A punto de cumplir los 71, no me avergüenza reconocer que fui un niño con una infancia muy feliz. Nacido en el seno de una familia de militares sin muchos posibles (como todas las familias de militares), y con dos hermanos mayores que yo en 11 y 13 años, mi infancia transcurrió en cuarteles de Andalucía, Asturias, Castilla-La Mancha y Madrid hasta cumplir los nueve años y en viviendas militares hasta los veintiuno. Antes de cumplir los cuatro, ya asentados en Madrid, me echo mi primera novia, Merceditas; aprendo las primeras letras (nunca me acordaba de la "y") en el parvulario del cuartel, y luego, hasta los 9, hago la primaria en un colegio público de la misma calle. Mi juego, nuestros juegos (pues somo varios los niños que estamos en la misma situación) son cazar gorriones con escopetas de perdigones, martirizar gatos callejeros (quizá por eso ahora los quiero con locura), jugar a "Diego Valor" y sus compis en el espacio exterior (dibujando con tizas naves espaciales en los pasillos y patios del cuartel), entrar a escondidas en los pabellones de los oficiales (nadie cerraba con llave sus viviendas) a buscar galletas, dulces y chucherías, hacer hogueras en las cuadras donde descansaban los caballos de las unidades móviles, jugar a escondidas con las armas (las reales, no las de mentirijillas) de nuestros padres, o bajar tres pisos hasta el suelo descolgándonos como Indianas Jones minúsculos por los cables de los pararrayos. Todo ello, entre los cuatro y nueve años de edad. Después, en la pubertad, leyendo a escondidas la erótica versión de Las Mil y Una Noches de Blasco Ibáñez de la biblioteca familiar, ojeando las revistas de chicas desnudas de mis hermanos, devorando (a un par por día) las novelas del Oeste de Marcial Lafuente Estefanía, los tebeos (ahora comics) de Hazañas Bélicas, Roberto Alcázar, El príncipe Valiente, Supermán y El capitán Trueno, o leyendo con fruición La isla del Tesoro, Tarzán de los monos o la edición de la Divina Comedia de Editorial Juventud. No me quedó ningún trauma de aquella época. Pero reconozco que recordarlo me provoca una risa tonta que tiene bastante de asombro por una infancia que parece sacada de la ficción aunque fuera absolutamente real. Los niños de ahora ya no juegan en las calles: porque no saben o porque no les dejamos (que es peor).

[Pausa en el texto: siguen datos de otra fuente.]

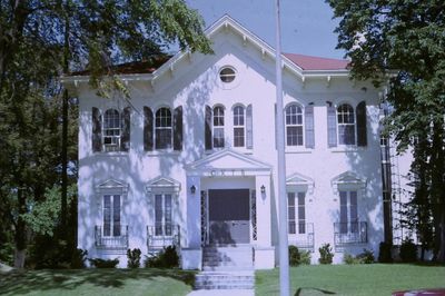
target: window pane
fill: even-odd
[[[112,235],[120,236],[120,196],[115,195],[112,204]]]
[[[234,146],[244,147],[244,128],[234,128]]]
[[[162,196],[155,196],[155,235],[162,235]]]
[[[289,234],[296,234],[296,224],[295,224],[295,193],[287,194],[287,219],[289,225]]]
[[[165,195],[165,235],[171,236],[171,195]]]
[[[156,148],[171,148],[171,129],[156,129]]]
[[[103,236],[111,235],[111,196],[103,196]]]
[[[214,129],[214,147],[215,148],[224,147],[224,128]]]

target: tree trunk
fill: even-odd
[[[21,218],[21,215],[27,213],[23,188],[18,188],[17,197],[19,204],[19,218],[16,227],[14,267],[23,268],[27,254],[27,227],[24,220]]]

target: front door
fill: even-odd
[[[209,190],[209,243],[236,245],[250,243],[249,189]]]

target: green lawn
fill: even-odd
[[[0,273],[0,295],[187,295],[194,273],[162,269],[79,269]]]
[[[279,295],[278,269],[256,273],[256,295]],[[290,268],[291,295],[390,295],[422,287],[445,287],[445,266],[312,265]]]
[[[445,266],[312,265],[290,268],[291,295],[390,295],[445,287]],[[187,295],[192,272],[80,269],[0,273],[0,295]],[[278,295],[278,269],[256,273],[256,295]],[[236,296],[236,295],[234,295]]]

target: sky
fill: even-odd
[[[275,48],[275,0],[186,0],[209,27],[224,14]],[[281,51],[343,59],[336,50],[338,20],[324,0],[281,0]]]

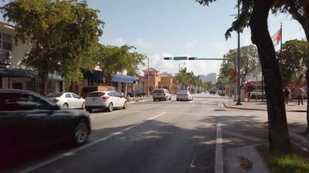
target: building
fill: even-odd
[[[139,85],[143,89],[143,92],[148,92],[148,69],[143,70],[144,76],[140,77],[142,81]],[[176,93],[177,91],[177,81],[173,75],[169,74],[159,74],[159,71],[153,68],[149,68],[149,92],[158,89],[166,89],[172,93]]]
[[[0,22],[0,89],[18,89],[40,93],[41,78],[36,69],[19,66],[26,53],[27,44],[15,41],[15,27]],[[65,91],[64,79],[49,74],[47,94]]]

La escritora argentina Leila Guerriero (1967), columnista habitual de El País, escribía hace unos días en ese diario un artículo titulado Infectada, que suscribo de principio a fín, en el que criticaba con ironía y cierto punto de sarcasmo ese mundo aséptico, y como de cuarentena permanente, que estamos creando y en el que estamos educando a nuestros niños sin querer darnos cuenta de que con ello estamos empobreciendo hasta límites casi castrantes su experiencia vital.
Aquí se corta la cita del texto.